The Corner

Simulated Torture Vs. Real

I’m getting a lot of flack for my point in my syndicated column that Air Force Academy cadets get water-boarded in their training and that therefore it might fall somewhere short of actual torture. Here’s a typical email:

dont you think its a bit preposterous to cite torture simulation as a reason that torture is acceptible? “Our soldiers experience torture simulation as part of their training. Thus it’s okay to torture prisoners.” Do you actually see no difference between a simulation and the real thing? This is not just a ridiculously bad argument as a simple matter of rhetoric, it’s a morally despicable argument that reveals some seriously warped thinking.

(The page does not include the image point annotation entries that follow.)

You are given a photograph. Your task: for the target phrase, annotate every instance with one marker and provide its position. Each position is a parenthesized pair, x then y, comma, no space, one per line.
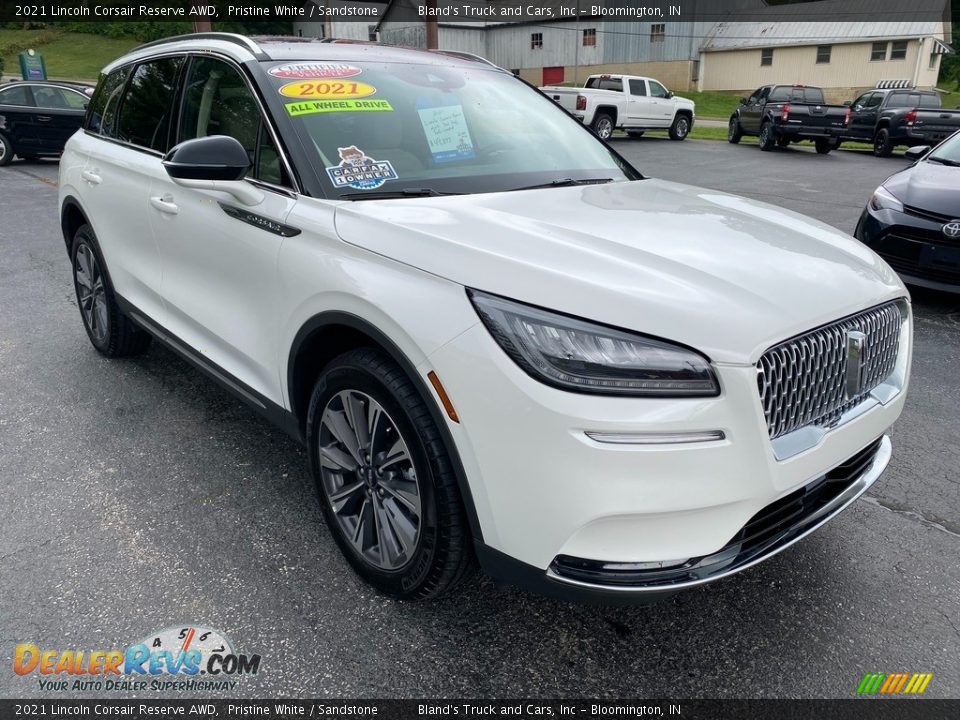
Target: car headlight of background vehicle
(582,356)
(883,199)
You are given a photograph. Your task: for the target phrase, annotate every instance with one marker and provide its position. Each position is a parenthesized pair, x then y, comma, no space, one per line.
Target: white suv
(496,338)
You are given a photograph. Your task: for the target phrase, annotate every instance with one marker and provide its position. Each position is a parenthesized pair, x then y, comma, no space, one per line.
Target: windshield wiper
(564,182)
(393,194)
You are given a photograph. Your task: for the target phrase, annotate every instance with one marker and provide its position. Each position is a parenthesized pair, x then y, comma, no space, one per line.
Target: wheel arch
(328,334)
(610,110)
(72,216)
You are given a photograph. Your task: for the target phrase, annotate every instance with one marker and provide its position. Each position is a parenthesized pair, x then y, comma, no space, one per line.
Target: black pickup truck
(781,114)
(900,117)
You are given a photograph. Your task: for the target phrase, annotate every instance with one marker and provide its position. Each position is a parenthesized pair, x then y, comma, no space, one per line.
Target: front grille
(927,272)
(926,214)
(770,530)
(802,381)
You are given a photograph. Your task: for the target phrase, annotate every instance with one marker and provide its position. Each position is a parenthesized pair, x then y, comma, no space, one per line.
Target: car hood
(928,186)
(726,275)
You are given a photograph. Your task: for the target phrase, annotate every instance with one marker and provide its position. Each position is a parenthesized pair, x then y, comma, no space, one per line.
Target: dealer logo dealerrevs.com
(175,659)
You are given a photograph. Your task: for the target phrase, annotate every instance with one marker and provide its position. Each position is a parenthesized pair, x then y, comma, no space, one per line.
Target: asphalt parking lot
(137,496)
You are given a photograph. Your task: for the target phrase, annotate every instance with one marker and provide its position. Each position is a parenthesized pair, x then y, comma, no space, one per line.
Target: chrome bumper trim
(808,525)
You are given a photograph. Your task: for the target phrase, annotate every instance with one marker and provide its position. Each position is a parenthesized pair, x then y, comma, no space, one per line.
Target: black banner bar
(472,11)
(873,708)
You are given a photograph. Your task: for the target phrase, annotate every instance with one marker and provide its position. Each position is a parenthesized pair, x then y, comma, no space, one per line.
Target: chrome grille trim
(802,380)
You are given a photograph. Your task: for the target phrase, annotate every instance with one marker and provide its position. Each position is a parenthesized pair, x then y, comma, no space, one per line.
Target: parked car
(36,118)
(890,118)
(495,337)
(913,218)
(629,102)
(782,114)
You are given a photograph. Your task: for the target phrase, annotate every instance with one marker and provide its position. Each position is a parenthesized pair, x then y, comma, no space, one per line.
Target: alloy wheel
(91,292)
(369,479)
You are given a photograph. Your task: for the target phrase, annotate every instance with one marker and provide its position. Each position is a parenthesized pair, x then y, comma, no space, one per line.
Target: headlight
(582,356)
(883,199)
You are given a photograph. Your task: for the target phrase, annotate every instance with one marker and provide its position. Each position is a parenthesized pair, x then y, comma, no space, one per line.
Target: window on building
(147,104)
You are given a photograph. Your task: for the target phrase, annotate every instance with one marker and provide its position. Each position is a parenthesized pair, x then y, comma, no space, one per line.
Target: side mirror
(215,162)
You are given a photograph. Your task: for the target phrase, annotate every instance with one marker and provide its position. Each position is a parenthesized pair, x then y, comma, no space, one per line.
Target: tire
(882,143)
(602,125)
(734,132)
(6,150)
(680,128)
(768,137)
(414,540)
(110,331)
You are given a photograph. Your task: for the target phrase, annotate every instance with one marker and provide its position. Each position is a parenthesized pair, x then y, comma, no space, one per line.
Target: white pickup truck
(630,102)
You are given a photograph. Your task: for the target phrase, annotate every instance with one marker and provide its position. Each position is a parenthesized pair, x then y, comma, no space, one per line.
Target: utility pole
(431,25)
(200,25)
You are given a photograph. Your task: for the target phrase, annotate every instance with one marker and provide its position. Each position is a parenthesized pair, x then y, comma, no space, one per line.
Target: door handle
(165,204)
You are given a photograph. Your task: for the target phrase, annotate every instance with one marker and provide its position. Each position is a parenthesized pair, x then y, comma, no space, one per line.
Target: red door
(553,76)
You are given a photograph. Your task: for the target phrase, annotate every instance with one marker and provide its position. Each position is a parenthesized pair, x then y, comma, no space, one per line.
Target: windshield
(948,151)
(397,127)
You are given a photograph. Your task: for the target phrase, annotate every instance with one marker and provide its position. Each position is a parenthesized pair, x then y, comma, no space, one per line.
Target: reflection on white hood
(726,275)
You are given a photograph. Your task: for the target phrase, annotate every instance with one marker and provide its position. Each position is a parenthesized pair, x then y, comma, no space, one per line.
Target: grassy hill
(68,56)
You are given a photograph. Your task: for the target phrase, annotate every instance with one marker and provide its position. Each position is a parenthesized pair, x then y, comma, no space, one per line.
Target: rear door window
(601,83)
(102,112)
(148,103)
(56,98)
(17,95)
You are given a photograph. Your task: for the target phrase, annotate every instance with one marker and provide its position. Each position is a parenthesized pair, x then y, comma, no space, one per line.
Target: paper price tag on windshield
(447,133)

Me: Of course I see the difference between the two: it’s a psychological difference. And while I don’t want to be categorical about this and say “as long as it’s only psychological, it’s not torture” I do think this is an important distinction. For example, I think Ted Kennedy made a very good point yesterday when he denounced the “torture memo” because it would allow cutting off fingers because that doesn’t amount to organ failure. Good point. That counts as torture in my book.

Well, you can’t “simulate” cutting off fingers either. Telling a prisoner you’re going to do really terrible things to him in order to get him to give up the goods doesn’t bother me nearly as much as doing those things. Electrocuting the privates of a cadet would be torture, period. I think we’re all on the same page on that. In other words, the fact that something can be simulated accurately without offending our sensibilities suggest that when we do it in reality it might not be as terrible as something we would never dream of even simulating. Depriving terrorists of sleep to get them to spill the beans is not torture it’s interrogation.